Banks shares are skyrocketing in early trade Wednesday while the 10-year bond yields fell by 6 percent after several measures announced by the Reserve Bank of India (RBI) to arrest dip in long term bond yields and shielding banks from incurring financial losses due to declining bond prices.
BSE Bankex rallied more than 5 percent to 11041.46, continuing previous day's upmove as country's largest lender State Bank of India gained over 5 percent. Private sector lenders ICICI Bank, HDFC Bank and Axis Bank were up 3-6.5 percent.
The 7.16 percent 2013, 10-year bond yields dropped by 6.15 percent to 8.34 percent, but Indian rupee fell by 11 paise to 63.36 against the US dollar depsite several measures by the RBI.
The central bank announced open market operations and allowed banks to shift a part of their available for sale (AFS) bond portfolio to held to maturity (HTM).
RBI will conduct an open market operation (OMO) to purchase (not sell) government bonds of Rs 8,000 crore from the market on August 23, 2013.
"It is also important to ensure that the liquidity tightening does not harden long-term yields sharply and adversely impact credit flow to the productive sectors of the economy.
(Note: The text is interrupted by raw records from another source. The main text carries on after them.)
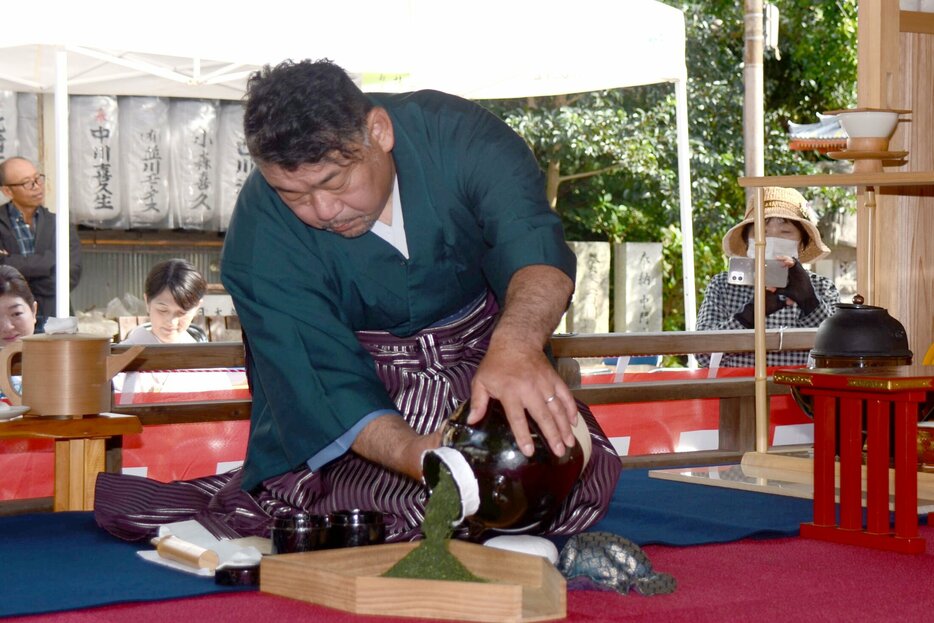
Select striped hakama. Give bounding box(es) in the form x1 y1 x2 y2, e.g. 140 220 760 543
94 295 620 542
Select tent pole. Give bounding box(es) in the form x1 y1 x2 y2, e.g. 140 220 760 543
675 74 697 331
54 48 71 318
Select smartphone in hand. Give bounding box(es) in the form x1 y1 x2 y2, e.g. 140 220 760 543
727 257 788 288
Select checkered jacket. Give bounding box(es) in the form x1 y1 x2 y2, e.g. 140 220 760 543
697 271 840 368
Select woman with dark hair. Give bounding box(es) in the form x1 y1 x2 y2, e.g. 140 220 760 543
0 265 38 344
123 259 207 344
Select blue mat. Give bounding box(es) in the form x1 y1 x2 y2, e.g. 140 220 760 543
591 470 814 545
0 470 812 617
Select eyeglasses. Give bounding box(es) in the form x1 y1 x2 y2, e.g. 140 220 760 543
4 173 45 190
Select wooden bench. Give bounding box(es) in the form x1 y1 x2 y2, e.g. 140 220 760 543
0 415 143 511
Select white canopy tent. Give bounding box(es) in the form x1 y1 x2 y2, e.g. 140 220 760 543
0 0 696 330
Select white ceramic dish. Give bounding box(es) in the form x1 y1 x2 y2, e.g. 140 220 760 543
0 405 30 421
837 110 898 139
RBI will thereafter calibrate them both in terms of quantum and frequency, as may be warranted by the evolving market conditions," RBI said in press release.
The measures will restrict a sharp rise in long-term yields and reduce mark-to-market (MTM) losses on banks' investment portfolios. Banks will benefit more from the reduction in MTM losses, with Oriental Bank of Commerce (up 9 percent) and Canara Bank (gained 6.66 percent) the biggest beneficiaries of these measures.
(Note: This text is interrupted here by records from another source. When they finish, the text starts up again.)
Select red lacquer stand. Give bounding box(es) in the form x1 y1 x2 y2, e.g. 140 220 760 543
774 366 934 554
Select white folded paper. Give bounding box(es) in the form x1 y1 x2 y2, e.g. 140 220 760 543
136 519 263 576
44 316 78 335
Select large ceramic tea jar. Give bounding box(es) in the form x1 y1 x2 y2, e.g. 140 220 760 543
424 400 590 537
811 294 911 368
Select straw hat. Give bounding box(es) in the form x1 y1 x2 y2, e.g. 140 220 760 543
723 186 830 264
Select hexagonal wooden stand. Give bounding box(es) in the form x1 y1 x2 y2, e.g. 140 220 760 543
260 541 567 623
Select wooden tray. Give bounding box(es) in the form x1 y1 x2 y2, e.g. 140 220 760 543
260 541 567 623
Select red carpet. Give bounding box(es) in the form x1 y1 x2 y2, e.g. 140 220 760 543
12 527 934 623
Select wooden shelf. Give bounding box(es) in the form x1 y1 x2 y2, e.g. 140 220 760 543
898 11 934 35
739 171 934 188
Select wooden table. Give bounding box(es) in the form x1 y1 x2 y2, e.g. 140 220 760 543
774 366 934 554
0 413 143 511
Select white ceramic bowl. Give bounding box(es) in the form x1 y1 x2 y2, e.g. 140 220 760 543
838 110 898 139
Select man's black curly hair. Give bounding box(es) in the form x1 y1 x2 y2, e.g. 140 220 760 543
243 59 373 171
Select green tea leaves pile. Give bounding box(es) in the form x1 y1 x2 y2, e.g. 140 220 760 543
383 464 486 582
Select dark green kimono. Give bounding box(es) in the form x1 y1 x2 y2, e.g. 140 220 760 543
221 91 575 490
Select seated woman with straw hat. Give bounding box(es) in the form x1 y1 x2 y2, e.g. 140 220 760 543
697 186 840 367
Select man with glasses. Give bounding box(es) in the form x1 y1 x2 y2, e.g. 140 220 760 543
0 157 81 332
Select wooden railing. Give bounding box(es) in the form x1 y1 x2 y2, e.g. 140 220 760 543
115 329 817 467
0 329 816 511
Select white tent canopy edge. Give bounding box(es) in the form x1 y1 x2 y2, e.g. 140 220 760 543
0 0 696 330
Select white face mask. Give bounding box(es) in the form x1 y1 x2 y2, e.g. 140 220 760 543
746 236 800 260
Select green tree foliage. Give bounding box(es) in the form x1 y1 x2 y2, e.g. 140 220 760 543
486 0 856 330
Lower wholesale rates will also benefit private banks like YES Bank (surged 15 percent). IndusInd Bank rallied 13 percent.
Brokerage firms have become bullish on bank stocks post RBI moves. Bank of America Merrill Lynch is expecting the banks to bounce 5-15 percent.
JP Morgan feels that India financials should bottom out on RBI's strong moves while CLSA says that this move is relief for banks, especially PSUs and wholesale funded banks.
JP Morgan says it would buy PSU banks like SBI, Bank of Baroda and Punjab National Bank for short-term, and longer-term preferred picks are ICICI Bank, HDFC Bank and SBI, it adds.
Bank of America Merrill Lynch recommends a buy rating on ICICI Bank and YES Bank while CLSA's top picks are ICICI Bank, Axis Bank and IndusInd Bank.